Scientists may have discovered a lost continent

We might have to rethink our models of ancient Earth.

Dominic Sansoni/Majority World/UIG via Getty Images

As much as we humans think we know about Earth's ancient composition, it's clear we have a lot to learn. Researchers now say they have evidence of a lost continent, Mauritia. The team found rocks on Mauritius with embedded zircon crystals that were almost 2 billion years old, or far older than the island itself ("just" 9 million years old) -- a hint that there's a continental crust lurking miles underneath. Most likely, the crystals were carried up to the surface by volcanic magma.

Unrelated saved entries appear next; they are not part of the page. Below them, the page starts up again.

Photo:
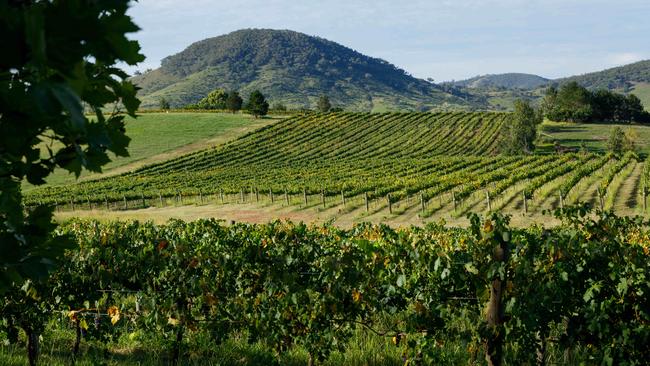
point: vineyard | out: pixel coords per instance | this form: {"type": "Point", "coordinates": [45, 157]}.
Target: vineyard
{"type": "Point", "coordinates": [573, 294]}
{"type": "Point", "coordinates": [406, 166]}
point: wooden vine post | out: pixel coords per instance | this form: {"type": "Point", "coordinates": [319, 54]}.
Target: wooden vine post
{"type": "Point", "coordinates": [645, 203]}
{"type": "Point", "coordinates": [600, 198]}
{"type": "Point", "coordinates": [453, 198]}
{"type": "Point", "coordinates": [495, 308]}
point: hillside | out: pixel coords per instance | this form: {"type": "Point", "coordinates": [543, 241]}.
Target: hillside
{"type": "Point", "coordinates": [508, 81]}
{"type": "Point", "coordinates": [158, 137]}
{"type": "Point", "coordinates": [396, 167]}
{"type": "Point", "coordinates": [291, 68]}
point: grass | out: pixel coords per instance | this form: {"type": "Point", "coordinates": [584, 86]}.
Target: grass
{"type": "Point", "coordinates": [161, 136]}
{"type": "Point", "coordinates": [642, 90]}
{"type": "Point", "coordinates": [594, 136]}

Not surprisingly, the discoverers don't know much more about Mauritia besides its location in what's now the Indian Ocean. There are a few clues, as Popular Science notes: the crystals are similarly aged to those in Madagascar, suggesting that the modern-day island may have been connected to Mauritia in the distant past. It's entirely possible that the continent might have come to be when the supercontinent Gondwana broke up.

There would be much more work necessary to piece together what happened, and that may be difficult when Mauritia is likely scattered in pieces across the ocean floor. Even if the work stops here, though, it's still important -- it suggests that continental breakups are more complex than expected, and that Earth may be in for some surprises in the long run.